The CFO, Aaron Blake, has a BA in Social Work and an MBA from Trident Univirsity International, a for profit on line school; very impressive. Oh, and Blake "proposed the idea of injecting angular momentum into the plasma filaments, which was written into the patent." The others are just as impressive :-)
From the Technical Section at the LPP site: Magnetic Field Effect
"The effects of magnetic fields on ion-electron collisions has been studied for some time. It was first pointed out in the 1970s by Oak Ridge researcher J. Rand McNally (does this guy also make maps?) in a non-quantum mechanical form, and more recently astronomers studying neutron stars, which have powerful magnetic fields, noted the quantum mechanical form of the effect, which is much larger. However, Lerner was the first to point out in 2003 that this quantum effect would have a large impact on the plasma focus, where such strong magnetic fields are possible. Experiments have already demonstrated 0.4 giga gauss fields, and DPFs with smaller electrodes and stronger initial magnetic fields can reach as high as 20 giga-gauss, Lerner calculates. This should be achievable in the next round of LPP's experiments. NOTE: (DPF)=The Dense Plasma Focus (DPF) "
So how much is a giga gauss magnetic field? Well, 10,000 gauss = 1 Tesla (magnetic field unit, not car). So, 1 giga gauss = 100,000 Tesla. How much is that? Here is a portion from a recent story in Physorg(dot)com:
"World record: The strongest magnetic fields created
June 28, 2011
On June 22, 2011, the Helmholtz-Zentrum Dresden-Rossendorf set a new world record for magnetic fields with 91.4 teslas. To reach this record, Sergei Zherlitsyn and his colleagues at the High Magnetic Field Laboratory Dresden (HLD) developed a coil weighing about 200 kilograms in which electric current create the giant magnetic field – for a period of a few milliseconds. The coil survived the experiment unscathed." Also interesting later in the article is: "In order to examine as closely as possible the electric charge in the materials of tomorrow, researchers need higher magnetic fields with, for example, 90 or 100 teslas. "At 100 teslas, though, the Lorentz force inside the copper would generate a pressure which equals 40,000 times the air pressure at sea level," calculates Joachim Wosnitza. These forces would tear copper apart like an explosion. "
So, if 100 Tesla is larger than the strongest magnetic field yet produced here on earth (not a Neutron Star) what are the chances of producing 10,000 times that field in the next five or ten years? Not too good! And, I wouldn't want to be anywhere near Lawrenceville or Middlesex NJ when they throw the switch.
Info on Nissan's wireless charging for the next Leaf:
autobloggreen: "Daimler testing B-Class E-Cell plug-in hybrid with inductive charging"

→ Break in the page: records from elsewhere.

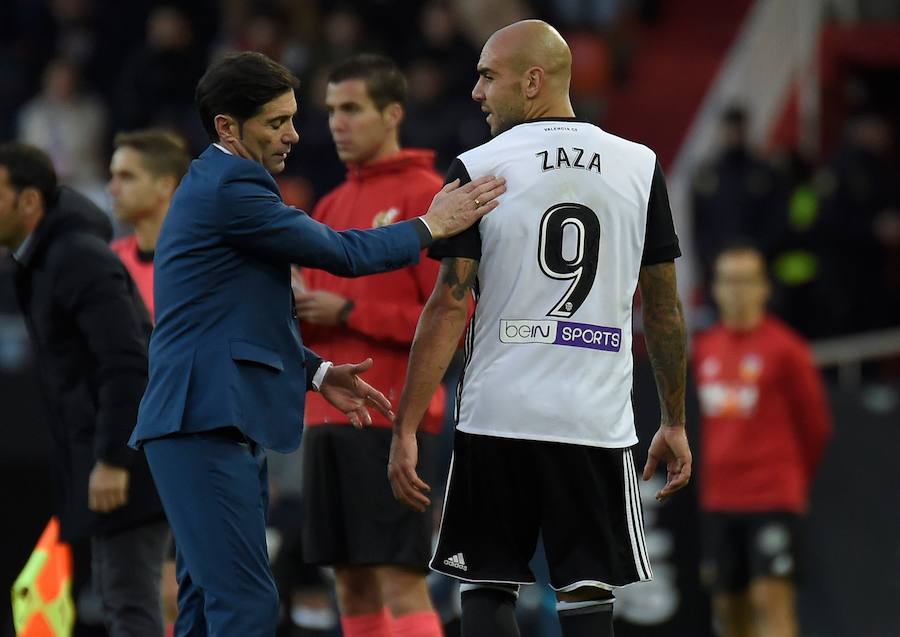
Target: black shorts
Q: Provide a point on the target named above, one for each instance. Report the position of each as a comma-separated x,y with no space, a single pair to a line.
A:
741,547
504,492
350,515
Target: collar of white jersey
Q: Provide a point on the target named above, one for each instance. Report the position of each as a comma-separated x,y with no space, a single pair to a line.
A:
580,120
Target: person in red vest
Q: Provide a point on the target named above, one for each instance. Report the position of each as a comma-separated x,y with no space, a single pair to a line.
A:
145,170
378,548
765,425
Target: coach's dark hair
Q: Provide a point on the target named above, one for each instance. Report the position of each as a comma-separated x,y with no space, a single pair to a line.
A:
29,167
163,152
240,84
384,81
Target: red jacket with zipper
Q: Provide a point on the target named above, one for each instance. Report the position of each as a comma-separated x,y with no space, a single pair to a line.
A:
387,306
765,418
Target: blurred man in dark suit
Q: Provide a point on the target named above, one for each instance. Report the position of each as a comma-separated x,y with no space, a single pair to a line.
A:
89,330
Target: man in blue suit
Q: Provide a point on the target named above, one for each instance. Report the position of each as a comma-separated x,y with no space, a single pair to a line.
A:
228,369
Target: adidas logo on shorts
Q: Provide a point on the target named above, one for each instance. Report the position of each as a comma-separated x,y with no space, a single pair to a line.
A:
457,561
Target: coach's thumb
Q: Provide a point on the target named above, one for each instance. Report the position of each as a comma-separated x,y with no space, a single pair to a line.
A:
649,468
364,366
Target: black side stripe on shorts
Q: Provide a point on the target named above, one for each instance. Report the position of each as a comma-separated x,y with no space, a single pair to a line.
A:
468,346
634,517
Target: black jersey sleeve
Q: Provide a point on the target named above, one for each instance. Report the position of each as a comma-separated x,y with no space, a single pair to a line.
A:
467,244
660,240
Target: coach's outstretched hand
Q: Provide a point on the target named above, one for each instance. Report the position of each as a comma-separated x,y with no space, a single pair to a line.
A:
456,207
344,389
669,445
406,484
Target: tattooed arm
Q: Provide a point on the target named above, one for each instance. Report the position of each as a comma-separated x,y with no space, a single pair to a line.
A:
437,337
666,343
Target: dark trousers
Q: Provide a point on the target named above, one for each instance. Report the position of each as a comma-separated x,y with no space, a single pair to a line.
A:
214,490
127,570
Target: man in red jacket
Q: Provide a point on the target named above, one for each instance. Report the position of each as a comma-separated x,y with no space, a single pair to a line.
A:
145,170
378,547
765,424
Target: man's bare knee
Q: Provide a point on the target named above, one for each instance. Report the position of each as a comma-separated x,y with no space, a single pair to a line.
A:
404,590
584,594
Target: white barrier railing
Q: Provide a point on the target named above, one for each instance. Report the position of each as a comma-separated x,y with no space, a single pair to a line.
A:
848,353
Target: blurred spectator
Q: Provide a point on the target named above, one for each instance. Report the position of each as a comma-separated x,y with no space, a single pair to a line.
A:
734,195
68,125
861,214
442,42
593,14
316,169
156,86
267,31
765,424
342,34
145,170
89,330
437,119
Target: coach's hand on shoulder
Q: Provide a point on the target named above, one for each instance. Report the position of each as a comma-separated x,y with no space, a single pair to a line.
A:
669,445
107,487
456,207
344,389
406,484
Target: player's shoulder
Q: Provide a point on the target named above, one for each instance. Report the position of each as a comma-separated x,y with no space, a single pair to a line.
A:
124,244
705,338
329,199
616,149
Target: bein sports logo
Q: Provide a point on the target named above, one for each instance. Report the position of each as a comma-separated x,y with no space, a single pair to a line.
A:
607,339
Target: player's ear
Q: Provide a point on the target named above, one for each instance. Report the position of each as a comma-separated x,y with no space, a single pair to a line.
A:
393,114
166,185
534,80
30,201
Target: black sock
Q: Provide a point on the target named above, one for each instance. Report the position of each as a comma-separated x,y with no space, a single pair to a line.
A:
586,619
489,612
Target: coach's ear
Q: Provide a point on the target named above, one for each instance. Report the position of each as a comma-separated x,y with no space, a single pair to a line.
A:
534,81
227,128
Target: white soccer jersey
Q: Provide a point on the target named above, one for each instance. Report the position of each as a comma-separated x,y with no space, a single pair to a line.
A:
548,351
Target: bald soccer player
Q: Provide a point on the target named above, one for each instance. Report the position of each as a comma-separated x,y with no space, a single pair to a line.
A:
545,429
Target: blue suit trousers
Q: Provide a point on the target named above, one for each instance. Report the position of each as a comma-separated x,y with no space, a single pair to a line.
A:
214,490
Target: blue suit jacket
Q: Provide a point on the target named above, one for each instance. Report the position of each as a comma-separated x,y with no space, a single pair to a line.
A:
226,350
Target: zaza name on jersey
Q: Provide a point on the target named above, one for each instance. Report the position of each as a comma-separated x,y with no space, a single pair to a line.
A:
571,157
607,339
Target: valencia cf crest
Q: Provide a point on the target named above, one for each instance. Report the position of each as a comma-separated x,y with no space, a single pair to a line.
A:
385,217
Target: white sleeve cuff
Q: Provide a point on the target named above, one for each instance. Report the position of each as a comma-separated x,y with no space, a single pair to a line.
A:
319,376
427,227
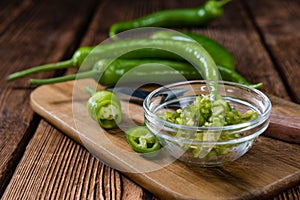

Volker.Berlin, that one that wrote that was Zelaza that didn't know what he was talking about. I wrote an correction to him but I guess forum didn't accept it at the time. Lawrence Plasma Physics experiment already does produce fusion. It is way closer to hitting breakpoint energies than any tokamak with teeny weeny fraction of the budged or equipment cost. Magnetic field calculated by Eric Lerner is inside pinch, not inside the equipment producing it unlike HLD lab experiment. That's not your everyday electromagnet that is doing that.
Details of the latest equipment mods here:
Getting predictable good "shots" is a major gain.